A: It covers PRPs for on‑site food preparation and service: premises and equipment, personnel hygiene, cleaning and sanitation, temperature control, cross‑contamination prevention, waste and pest management, supplier/incoming controls and other catering‑specific controls.

Q: Who typically uses it?

A: Restaurants, hotels, contract caterers, institutional and transport/on‑board food services, food safety managers, auditors, consultants and certification bodies implementing or assessing FSMS in the catering sector.

Q: Is it current or superseded?

A: Current — published in 2025. It replaces the earlier PD/ISO/TS 22002-2:2013 technical specification for catering and is the active sector PRP document for catering as of its 2025 publication.

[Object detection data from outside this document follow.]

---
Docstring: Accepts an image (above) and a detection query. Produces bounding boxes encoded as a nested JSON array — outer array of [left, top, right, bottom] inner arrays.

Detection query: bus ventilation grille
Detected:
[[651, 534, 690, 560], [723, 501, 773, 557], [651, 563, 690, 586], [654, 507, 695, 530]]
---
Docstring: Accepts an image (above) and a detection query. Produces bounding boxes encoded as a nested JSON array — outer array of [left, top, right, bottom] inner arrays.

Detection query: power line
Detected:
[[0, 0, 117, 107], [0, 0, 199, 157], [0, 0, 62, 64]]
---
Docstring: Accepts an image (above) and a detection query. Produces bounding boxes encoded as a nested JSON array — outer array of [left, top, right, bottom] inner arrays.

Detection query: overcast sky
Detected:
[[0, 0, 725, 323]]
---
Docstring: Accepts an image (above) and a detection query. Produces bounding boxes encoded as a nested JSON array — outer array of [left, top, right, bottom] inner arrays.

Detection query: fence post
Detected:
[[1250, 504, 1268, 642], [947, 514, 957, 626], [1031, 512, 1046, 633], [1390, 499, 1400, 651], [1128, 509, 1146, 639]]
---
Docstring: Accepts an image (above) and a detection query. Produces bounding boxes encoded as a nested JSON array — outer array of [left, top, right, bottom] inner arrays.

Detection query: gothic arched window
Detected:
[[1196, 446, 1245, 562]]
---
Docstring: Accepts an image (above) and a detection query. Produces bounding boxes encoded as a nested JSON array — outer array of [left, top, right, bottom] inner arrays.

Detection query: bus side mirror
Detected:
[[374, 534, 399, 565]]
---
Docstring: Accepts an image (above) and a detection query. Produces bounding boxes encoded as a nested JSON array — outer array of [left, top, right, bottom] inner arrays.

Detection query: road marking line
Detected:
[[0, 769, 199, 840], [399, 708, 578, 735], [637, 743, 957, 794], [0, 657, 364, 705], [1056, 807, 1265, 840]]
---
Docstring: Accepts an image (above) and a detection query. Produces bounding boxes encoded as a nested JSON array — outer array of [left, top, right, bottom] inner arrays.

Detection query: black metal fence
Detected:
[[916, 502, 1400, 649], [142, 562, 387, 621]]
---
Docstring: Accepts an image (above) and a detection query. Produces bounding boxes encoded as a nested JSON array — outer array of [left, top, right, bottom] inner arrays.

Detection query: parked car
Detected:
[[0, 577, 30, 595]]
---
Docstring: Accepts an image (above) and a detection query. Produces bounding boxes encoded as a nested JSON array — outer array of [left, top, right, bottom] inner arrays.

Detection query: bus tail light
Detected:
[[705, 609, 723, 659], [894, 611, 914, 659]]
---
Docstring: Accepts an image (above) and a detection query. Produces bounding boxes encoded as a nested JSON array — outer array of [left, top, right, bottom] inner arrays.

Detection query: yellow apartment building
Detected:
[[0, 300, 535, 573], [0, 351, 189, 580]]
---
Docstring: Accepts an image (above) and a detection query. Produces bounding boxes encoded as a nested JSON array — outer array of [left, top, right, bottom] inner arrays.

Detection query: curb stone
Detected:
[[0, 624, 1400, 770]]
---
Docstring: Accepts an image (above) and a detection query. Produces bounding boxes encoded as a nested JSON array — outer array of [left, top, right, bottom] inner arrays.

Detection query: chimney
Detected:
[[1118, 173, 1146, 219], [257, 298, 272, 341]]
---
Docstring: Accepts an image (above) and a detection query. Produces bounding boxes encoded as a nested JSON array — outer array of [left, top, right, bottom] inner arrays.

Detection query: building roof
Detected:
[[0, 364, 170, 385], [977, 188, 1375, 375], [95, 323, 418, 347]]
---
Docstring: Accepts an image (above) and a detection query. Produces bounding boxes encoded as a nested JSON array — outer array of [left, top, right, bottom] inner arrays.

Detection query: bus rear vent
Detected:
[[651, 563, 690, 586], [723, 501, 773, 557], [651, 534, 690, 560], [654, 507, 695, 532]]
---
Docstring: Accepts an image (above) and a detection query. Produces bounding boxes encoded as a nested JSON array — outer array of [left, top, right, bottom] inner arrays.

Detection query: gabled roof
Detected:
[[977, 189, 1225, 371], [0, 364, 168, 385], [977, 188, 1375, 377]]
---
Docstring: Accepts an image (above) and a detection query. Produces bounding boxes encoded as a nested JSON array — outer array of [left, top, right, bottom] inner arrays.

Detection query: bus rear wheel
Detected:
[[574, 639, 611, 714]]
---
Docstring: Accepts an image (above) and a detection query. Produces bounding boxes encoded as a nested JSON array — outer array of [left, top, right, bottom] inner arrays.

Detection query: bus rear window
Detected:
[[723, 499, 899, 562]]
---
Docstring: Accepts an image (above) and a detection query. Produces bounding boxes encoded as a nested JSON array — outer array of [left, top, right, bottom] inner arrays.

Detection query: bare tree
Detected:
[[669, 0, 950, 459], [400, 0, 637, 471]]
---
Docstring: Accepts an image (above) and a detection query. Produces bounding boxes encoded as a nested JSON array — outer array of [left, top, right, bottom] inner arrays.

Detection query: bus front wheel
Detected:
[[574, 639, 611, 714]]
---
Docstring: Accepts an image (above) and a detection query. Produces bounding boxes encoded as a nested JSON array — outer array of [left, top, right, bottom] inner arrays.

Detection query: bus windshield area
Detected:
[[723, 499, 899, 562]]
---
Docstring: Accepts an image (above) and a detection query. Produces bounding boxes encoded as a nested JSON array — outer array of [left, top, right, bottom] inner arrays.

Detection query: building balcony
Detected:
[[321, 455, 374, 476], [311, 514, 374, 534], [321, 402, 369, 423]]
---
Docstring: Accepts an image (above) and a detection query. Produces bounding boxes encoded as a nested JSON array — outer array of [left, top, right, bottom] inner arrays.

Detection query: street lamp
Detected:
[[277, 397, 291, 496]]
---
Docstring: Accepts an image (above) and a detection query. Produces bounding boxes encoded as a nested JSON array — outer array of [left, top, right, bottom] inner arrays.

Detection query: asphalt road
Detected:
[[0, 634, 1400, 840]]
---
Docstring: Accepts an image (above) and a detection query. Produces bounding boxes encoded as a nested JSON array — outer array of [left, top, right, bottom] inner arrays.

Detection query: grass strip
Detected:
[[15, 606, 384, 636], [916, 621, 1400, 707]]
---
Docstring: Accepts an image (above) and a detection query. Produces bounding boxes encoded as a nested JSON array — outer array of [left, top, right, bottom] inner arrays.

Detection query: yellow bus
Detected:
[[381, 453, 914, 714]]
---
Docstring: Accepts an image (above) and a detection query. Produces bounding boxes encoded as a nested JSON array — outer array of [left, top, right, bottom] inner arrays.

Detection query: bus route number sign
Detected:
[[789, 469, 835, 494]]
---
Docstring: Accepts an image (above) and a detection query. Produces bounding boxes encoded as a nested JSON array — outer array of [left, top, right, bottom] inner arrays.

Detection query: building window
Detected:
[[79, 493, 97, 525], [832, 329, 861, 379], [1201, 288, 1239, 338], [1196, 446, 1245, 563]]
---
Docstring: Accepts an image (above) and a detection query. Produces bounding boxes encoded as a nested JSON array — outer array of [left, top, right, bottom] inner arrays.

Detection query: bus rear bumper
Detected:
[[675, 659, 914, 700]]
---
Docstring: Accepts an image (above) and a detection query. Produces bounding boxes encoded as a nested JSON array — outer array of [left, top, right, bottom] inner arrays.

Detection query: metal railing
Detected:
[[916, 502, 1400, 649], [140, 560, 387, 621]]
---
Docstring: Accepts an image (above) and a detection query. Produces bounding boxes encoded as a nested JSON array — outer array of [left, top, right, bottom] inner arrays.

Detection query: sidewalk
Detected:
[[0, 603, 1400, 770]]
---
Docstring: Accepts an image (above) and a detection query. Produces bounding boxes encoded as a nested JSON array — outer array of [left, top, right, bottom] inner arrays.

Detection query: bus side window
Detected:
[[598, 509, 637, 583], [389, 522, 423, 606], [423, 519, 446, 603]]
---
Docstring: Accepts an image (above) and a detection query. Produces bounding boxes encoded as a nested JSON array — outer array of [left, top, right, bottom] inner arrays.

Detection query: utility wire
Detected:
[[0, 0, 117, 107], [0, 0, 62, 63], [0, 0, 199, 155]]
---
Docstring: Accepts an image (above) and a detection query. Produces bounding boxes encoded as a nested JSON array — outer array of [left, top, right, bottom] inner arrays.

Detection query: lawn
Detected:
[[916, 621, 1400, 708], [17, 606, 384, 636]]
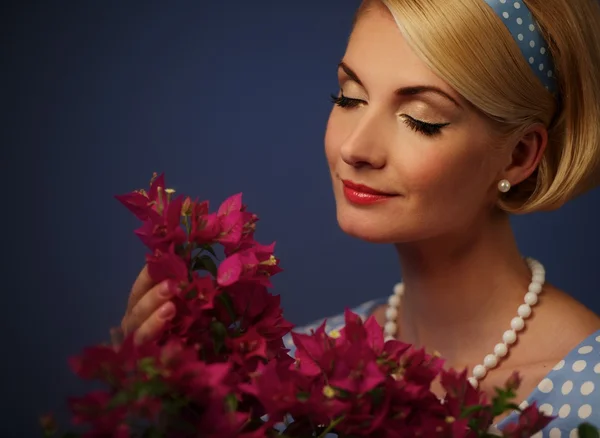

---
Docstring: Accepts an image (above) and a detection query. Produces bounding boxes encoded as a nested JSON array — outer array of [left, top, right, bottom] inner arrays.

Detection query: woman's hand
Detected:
[[121, 266, 175, 343]]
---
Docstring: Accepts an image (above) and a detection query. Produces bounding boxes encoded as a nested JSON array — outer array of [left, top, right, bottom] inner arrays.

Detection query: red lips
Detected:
[[342, 180, 397, 205]]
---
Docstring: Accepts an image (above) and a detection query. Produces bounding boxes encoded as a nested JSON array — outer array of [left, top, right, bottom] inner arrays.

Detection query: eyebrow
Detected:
[[338, 61, 461, 108]]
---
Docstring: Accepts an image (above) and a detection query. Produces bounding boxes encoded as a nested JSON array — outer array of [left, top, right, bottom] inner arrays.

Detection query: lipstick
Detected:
[[342, 180, 397, 205]]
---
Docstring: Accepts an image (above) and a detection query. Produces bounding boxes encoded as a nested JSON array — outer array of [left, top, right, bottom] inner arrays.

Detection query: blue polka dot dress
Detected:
[[284, 298, 600, 438]]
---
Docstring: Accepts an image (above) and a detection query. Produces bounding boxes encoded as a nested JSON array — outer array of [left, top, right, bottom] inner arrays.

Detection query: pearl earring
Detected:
[[498, 179, 510, 193]]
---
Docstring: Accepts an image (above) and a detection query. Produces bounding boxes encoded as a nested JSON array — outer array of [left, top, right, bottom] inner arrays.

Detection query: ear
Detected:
[[502, 123, 548, 186]]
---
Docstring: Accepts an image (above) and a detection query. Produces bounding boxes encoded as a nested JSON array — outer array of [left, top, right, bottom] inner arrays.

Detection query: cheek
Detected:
[[325, 114, 342, 171], [395, 143, 487, 211]]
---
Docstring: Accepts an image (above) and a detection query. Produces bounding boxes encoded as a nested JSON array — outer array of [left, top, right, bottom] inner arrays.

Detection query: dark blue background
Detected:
[[0, 0, 600, 438]]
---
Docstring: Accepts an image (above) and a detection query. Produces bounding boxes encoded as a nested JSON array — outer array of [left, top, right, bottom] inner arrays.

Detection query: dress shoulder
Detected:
[[498, 330, 600, 438]]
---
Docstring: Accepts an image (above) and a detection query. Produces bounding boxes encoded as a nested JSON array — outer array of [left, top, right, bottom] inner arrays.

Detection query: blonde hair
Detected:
[[355, 0, 600, 213]]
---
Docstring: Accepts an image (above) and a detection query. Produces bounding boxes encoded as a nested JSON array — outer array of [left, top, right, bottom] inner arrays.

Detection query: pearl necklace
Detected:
[[384, 258, 546, 388]]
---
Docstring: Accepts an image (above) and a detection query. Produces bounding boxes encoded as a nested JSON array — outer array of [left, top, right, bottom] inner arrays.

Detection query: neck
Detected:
[[396, 210, 531, 368]]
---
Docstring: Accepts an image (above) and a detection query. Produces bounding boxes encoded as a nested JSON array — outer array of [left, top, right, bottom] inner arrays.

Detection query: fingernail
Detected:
[[158, 302, 175, 319], [158, 280, 171, 298]]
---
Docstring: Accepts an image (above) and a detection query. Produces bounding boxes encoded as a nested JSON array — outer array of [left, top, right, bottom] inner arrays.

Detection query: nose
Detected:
[[340, 112, 390, 169]]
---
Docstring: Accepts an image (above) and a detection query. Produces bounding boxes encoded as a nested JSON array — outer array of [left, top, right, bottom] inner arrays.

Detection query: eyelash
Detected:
[[331, 94, 449, 137]]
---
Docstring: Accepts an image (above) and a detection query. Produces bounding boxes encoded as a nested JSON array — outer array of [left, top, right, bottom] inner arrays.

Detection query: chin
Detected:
[[337, 210, 405, 243]]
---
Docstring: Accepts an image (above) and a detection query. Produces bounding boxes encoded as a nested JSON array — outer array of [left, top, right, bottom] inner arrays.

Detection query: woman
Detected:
[[122, 0, 600, 436]]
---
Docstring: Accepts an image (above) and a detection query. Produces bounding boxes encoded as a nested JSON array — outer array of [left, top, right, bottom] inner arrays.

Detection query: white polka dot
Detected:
[[538, 377, 554, 394], [573, 360, 587, 373], [577, 405, 592, 420], [540, 403, 554, 415], [561, 380, 573, 395], [581, 382, 595, 395], [558, 404, 571, 418]]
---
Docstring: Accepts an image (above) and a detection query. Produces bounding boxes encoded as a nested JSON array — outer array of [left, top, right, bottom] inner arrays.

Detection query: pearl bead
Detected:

Q: Is it part of a series?

A: Yes — it forms part of the ISO 22002 family of PRP standards (the 2025 revision introduced a common ISO 22002-100:2025 plus sector parts such as ISO 22002-1, -2, -4, -5, -6, -7 etc.).

Q: What are the key keywords?

A: PRPs, catering, food service, food safety, hygiene, cleaning, temperature control, cross‑contamination, ISO 22002, ISO 22000.